The general principle to follow is that whatever sort of help you receive to figure out how to do the homework, after receiving this help, you should be able to produce the homework on your own, without requiring anyone else's help. That is, help from a website/tutor/classmate is allowed as long as it is help in learning how to do the homework, but that help should not be required to actually do the homework once you have learned how. If you are unable to produce a homework that you submit without access to the person/website who helped you, then it is not a product of your own intellect, and it means you are misrepresenting someone else's work as your own.

In general, it is acceptable to discuss how to do the homework with other students, but when it is time to sit down and write your homework, you must be able to produce the entire homework without help from anyone else. And if you do consult outside sources (meaning besides the course staff or the lecture notes) to learn how to do the assignment, you must cite these sources. Anything else is misrepresenting someone else's work as your own.

For example, if you look at a proof on a website or book and to get ideas for how to do the homework, you must indicate precisely which website/book it was. Furthermore, even if you cite a source, it is dishonest (and pointless for your education) simply to copy it; even with a citation, copying text remains misconduct, since you are misrepresenting their words as you own.

It would be a good idea to cite help from instructors and TAs anyway, in order to train yourself always (including outside of this class and this university) to think about who helped you with some work, so that they may be acknowledged. Similarly, if you discuss homework with another student, state this explicitly in your homework submission.

In all cases, the boundary between "getting ideas" from a website/classmate and "copying" may seem arbitrary, but the foolproof way to make sure you are within the bounds of the policy is follow the advice above: after consulting these sources, but before writing up the homework, put all the sources away and write up the homework without looking at them. If you really learned how to do it on your own, you'll be able to, and if you find yourself tempted to look again while writing the homework, then you didn't really "get ideas"; probably the reason you are tempted to look it up again is to copy. Don't do it.

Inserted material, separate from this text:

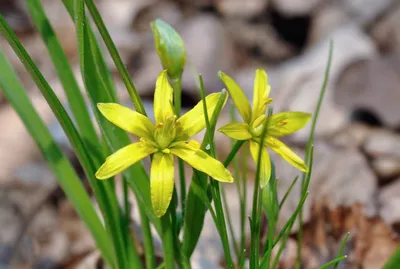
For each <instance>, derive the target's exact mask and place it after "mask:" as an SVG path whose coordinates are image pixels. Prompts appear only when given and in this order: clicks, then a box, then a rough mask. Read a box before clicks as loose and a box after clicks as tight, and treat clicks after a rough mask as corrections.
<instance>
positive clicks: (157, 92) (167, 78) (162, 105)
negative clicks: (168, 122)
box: [154, 70, 174, 124]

Special exception for randomized problems: some auto-graded homework problems will be specially marked as "randomized". For these problems only (as well as the written homework, which is not scored directly), it is acceptable to show your solutions to other students prior to the deadline. This is because every student is randomly assigned a different problem, so the correct solution for one student would not be the correct solution for another student. However, for autograded problems not specially marked as "randomized", the normal rules apply, and you should not show your solutions to other students prior to the late deadline.

Academic misconduct: Exams

Naturally, cheating on exams will be held to the same standard, and anyone caught cheating will be dealt with just as with cheating on the homework.

Academic (and legal) misconduct: Course materials

The slides, lecture notes, homeworks, videos, and other documents I share are not to be redistributed without my permission. This means in particular that you may not post them to sites such as CourseHero. These are copyrighted, either by me or by the textbook author, and you could actually get in legal trouble by sharing course materials improperly.

Academic misconduct: Campuswire

As explained in Grading policy, students can receive extra credit for helping other students on Campuswire. It is against the Academic Misconduct policy to attempt to obtain undeserved extra credit.